The WPG would also like to raise concerns about the way TEO asked about respondents’ gender in this survey, particularly in relation to transgender status. Gender is a complex and often sensitive issue, particularly for those who identify as transgender or non-binary. Survey questions regarding gender must be asked in a way that is alert to these sensitivities, for example, by asking them in a gender-informed way and only asking for information that is crucial to the study, with an appropriate level of detail.

In this research report, survey respondents were asked if they were ‘male to female transgender’ or ‘female to male transgender.’ Using ‘before and after’ language can be highly offensive and hurtful to trans people, given the complexity and sensitivity of gender identity. Whether in an intended or unintended way, the use of this language forces transgender individuals to partially identify with their previous gender, which can be triggering and have the effect of re-traumatising trans people. For reference, survey respondents were asked “What is your gender identity?” and the response options were: Male, Female, Male to female transgender, Female to male transgender, Non-binary, Other. We would suggest that these options should have read: Man, Woman, Non-binary and Other, as these categories include trans people. For example, the category of ‘woman’ includes trans women, and the category of ‘man’ includes trans men. Transgender is not a gender in and of itself, it is an umbrella term used to describe people who have transitioned genders.

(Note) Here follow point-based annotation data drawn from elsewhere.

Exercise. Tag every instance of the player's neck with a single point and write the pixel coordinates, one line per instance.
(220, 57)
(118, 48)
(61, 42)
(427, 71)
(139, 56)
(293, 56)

We are concerned that non-binary in the classification of sexual orientation is wrong. Being a non-binary person is not a sexual orientation, this is a minority gender identity and internal sense of self. Non-Binary people may identify with various sexual orientations. It is again up to the person how they choose to identify their sexual orientation or gender identity.

The Rainbow Project State of the Community research (2021), has shown that the majority of respondents identified as a man (45%) or woman (43%). A further 7.1% identified as non-binary while 1.42% identified as gender-fluid. Our research also reflects 14% of those under 18yrs identifying as non-binary, so it is disappointing that figures for trans or non-binary were low in this piece of research. This could be because there were no clear specific questions on either sexual orientation or confusion around questions on gender identity.

This alternative approach would have been particularly helpful to TEO in addressing the issue of sub-categories of gender being too small. For reference, in this research report, it is noted that ‘the numbers in the remaining response categories were too small to enable production of meaningful statistics (even if combined) and they were therefore excluded from the analyses that focused on gender.’

Domestic abuse, in particular violence against women and girls, is something that we need to tackle. However, any strategy or research must include recognition of the specific forms of abuse and violence against LGBTQIA+ people and this must include specific questions about their sexual orientation or gender identity. To make the research more beneficial would be to ask respondents what their sexual orientation and gender identity, rather than trying to infer it from responses.

LGBTQIA+ or Women Sector organisations in Northern Ireland were not contacted before the publication of this research. If this engagement had been sought ahead of time we would have been able to point out some of our key concerns with wording and format.